2020 yılı itibarıyla ülkemizde bulunan üç binin üzerindeki meslekî ve teknik ortaöğretim kurumundan 1000’inin kapsam içerisinde bulunduğu “Meslekî Eğitimde 1000 Okul Projesi” uygulamaya geçirilmiştir. Belirlenen okullarda görev yapan yöneticilerin liderlik eğitimleriyle ve öğretmenlerin iş başı eğitimlerle meslekî gelişimlerinin desteklenmesinin, okulların fizikî alt yapılarının güçlendirilmesinin, öğrencilerin kişisel gelişimlerinin desteklenmesinin ve öğrencilerin ebeveynlerinin eğitim düzeylerinin artırılmasının hedeflendiği proje ile bu okullara 1 milyar TL tutarında yatırım yapılmıştır. Okul yöneticilerini, öğretmenleri, öğrencileri, öğrenci velilerini ve okul ortamını bütüncül bir biçimde geliştirmeyi hedefleyen projenin önemli bir aşamasını da meslekî ve teknik ortaöğretim kurumları arasında bulunan güzel sanatlar liselerinde öğrenim gören öğrenciler ve diğer meslekî ve teknik ortaöğretim kurumlarında öğrenim gören öğrencilerin bir araya gelerek ortak sanatsal çalışmalar yürütmeleri oluşturmuştur. Böylelikle, 2023 Eğitim Vizyonunda ortaya koyulan “insanın akıl ve kalple çift kanatlı olmasına dair (…) paradigma” bağlamında da somut adım atıldığı söylenebilir. Meslekî Eğitimde 1000 Okul Projesinin en önemli çıktıları arasında öğretmenler ve ortaöğretim düzeyindeki öğrencilerin fikrî mülkiyet konusundaki farkındalığının artırılması, 2020 yılında 188 adet ve 2021 yılında 221 patent, faydalı model, tasarım ve marka tescilinin yaptırılması gösterilebilir.

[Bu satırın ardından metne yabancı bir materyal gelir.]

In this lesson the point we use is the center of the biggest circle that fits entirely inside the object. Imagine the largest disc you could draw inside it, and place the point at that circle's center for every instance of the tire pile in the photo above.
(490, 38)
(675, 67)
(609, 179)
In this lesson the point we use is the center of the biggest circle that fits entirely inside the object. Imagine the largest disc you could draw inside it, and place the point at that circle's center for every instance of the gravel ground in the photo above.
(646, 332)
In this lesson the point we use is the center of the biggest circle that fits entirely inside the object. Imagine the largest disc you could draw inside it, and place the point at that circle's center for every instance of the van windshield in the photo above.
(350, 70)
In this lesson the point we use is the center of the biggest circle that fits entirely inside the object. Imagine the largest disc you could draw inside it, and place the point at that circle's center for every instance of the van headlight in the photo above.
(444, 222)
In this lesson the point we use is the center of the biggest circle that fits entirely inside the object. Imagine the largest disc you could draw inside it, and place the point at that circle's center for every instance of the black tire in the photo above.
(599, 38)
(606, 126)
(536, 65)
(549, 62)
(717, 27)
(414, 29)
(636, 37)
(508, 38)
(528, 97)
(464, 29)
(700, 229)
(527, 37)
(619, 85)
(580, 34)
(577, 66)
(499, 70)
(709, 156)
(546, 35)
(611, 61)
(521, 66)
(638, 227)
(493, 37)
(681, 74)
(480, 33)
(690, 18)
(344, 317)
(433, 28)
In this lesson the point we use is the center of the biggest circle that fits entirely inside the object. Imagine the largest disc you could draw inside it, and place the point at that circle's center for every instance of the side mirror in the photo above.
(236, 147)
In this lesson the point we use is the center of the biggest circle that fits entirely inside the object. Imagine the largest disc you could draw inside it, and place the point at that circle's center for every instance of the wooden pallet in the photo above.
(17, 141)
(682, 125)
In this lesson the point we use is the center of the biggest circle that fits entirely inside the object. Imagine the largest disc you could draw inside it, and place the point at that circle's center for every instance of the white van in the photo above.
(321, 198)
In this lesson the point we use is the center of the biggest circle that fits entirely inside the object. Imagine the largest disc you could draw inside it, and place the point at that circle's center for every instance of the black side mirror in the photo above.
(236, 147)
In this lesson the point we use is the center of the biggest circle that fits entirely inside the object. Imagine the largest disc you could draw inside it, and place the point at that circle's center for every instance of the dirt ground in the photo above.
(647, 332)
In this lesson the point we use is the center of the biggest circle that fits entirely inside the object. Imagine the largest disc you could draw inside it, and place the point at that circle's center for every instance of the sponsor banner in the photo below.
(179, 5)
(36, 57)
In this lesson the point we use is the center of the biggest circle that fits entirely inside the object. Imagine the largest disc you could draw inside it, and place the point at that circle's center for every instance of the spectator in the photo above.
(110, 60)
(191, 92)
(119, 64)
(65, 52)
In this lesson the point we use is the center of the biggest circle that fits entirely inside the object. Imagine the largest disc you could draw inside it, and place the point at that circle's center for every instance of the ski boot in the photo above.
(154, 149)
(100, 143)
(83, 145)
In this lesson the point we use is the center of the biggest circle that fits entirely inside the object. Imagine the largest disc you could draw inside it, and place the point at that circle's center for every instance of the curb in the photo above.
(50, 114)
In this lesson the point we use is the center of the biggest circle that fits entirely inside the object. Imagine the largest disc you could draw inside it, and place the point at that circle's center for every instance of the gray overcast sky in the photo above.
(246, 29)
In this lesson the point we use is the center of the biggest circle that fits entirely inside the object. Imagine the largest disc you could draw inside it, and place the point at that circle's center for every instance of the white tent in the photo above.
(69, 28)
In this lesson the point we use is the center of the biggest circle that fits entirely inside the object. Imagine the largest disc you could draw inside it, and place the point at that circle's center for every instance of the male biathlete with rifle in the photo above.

Meslek liseleri, salgın döneminde toplumsal ihtiyaçlara dönük hızla harekete geçmeleri ile toplumda dikkat odağı haline gelmiştir. Kuşkusuz MEB’in geriye dönük faaliyetlerinden damıtarak hayata geçirdiği uygulamaların meyvesi olarak nitelendirilebilecek bu durumun estirdiği olumlu rüzgârın da arkaya alınmasıyla uygulamaya koyulan Meslekî Eğitimde 1000 Okul Projesi, ülkenin meslekî ve teknik eğitim bakımından önemli bir atılıma imza atmasının önemli adımlarından birini oluşturmaktadır. Diğer taraftan, bu kıymetli proje ile ulaşılan sonuçların kamuoyuyla düzenli bir şekilde paylaşılmasının meslekî ve teknik ortaöğretime yönelik algının olumlu hale evrilmesine daha da fazla katkı sağlayacağı dile getirilebilir. Bununla birlikte mevcut liselere yerleştirme sistemi içerisinde en üst dilimde yer alan, Fen lisesine yerleştirilebilecek düzeyde puana sahip, hazır bulunuşluk düzeyi yüksek öğrencilerin meslekî ve teknik ortaöğretime dahil edilmesi sonucunda üretilebilecek katma değerin kıymeti tartışılmaz biçimde yüksek olacaktır.